Now assume that $x < f(x)$; then
\[ f(f(x)) = \gcd(f(f(x)), f(f(x))) = \gcd(x, f(x)) \mid x \]
so $x = f(x) = f(f(x))$, contradiction.
\end{proof}
\begin{remark*}
[Finding the construction]
One can also deduce,
though we don't need to, that $f(f(x)) = x$ from here.
Indeed fix $x$, and let $y = (x+f(f(x))+3)!$ to conclude.
Together with the fact that $p^{e-1} \mid f(p^e)$ for any prime $p$.
(from $(a,b) = (p^{e-1}, p^e)$) this motivates the construction
given at the start of the proof.
\end{remark*}
\paragraph{Approach by Kevin Min.}
We prove the following claim:
\begin{claim*}
$f(f(x)) = x$ for all $x$
\end{claim*}
\begin{proof}
Let $P(x, y)$ denote the given equation.
For any prime $p$ and number $x$, let $v_p(x)=k$.
Then note that if $p^{k+1}\mid f(f(x))$,
then we cannot have $p^{k+1}\mid f(n)$ for any $n>f(x)$
or else $P(x, n-x)$ leads to a contradiction.
But taking $P(p^z, p^z)$ for arbitrarily large $z$
we get $p^{k+1}\mid f(n)$ for arbitrarily large $n$, contradiction.
Similarly, if $p^k\nmid f(f(x))$ then $P(x, p^k)$ gives a contradiction.

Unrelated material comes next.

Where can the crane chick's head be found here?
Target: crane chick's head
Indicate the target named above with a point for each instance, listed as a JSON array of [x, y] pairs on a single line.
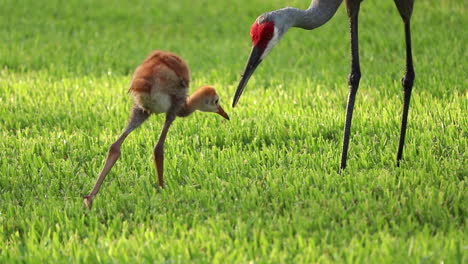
[[206, 99]]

Thus $v_p(f(f(x)))=v_p(x)$ for all primes p, so $f(f(x))=x$.
\end{proof}
Then the given statement reduces to $\gcd(x, f(x+y))=\gcd(x, x+y)$. Let $z=x+y$ and let $Q(x, z)$ denote the given statement, where $z>x$.
Then suppose $z$ is not a prime power, so for some prime $p$
let $v_p(z)=m, z=p^m\cdot c$.
Then from $Q(p^m, z)$ we get $p^m\mid f(z)$, so $z\mid f(z)$.
But then $f(z)$ isn't a prime power either,
so $f(z)\mid f(f(z))$, and as $z=f(f(z))$ we must have $z=f(z)$.
\end{document}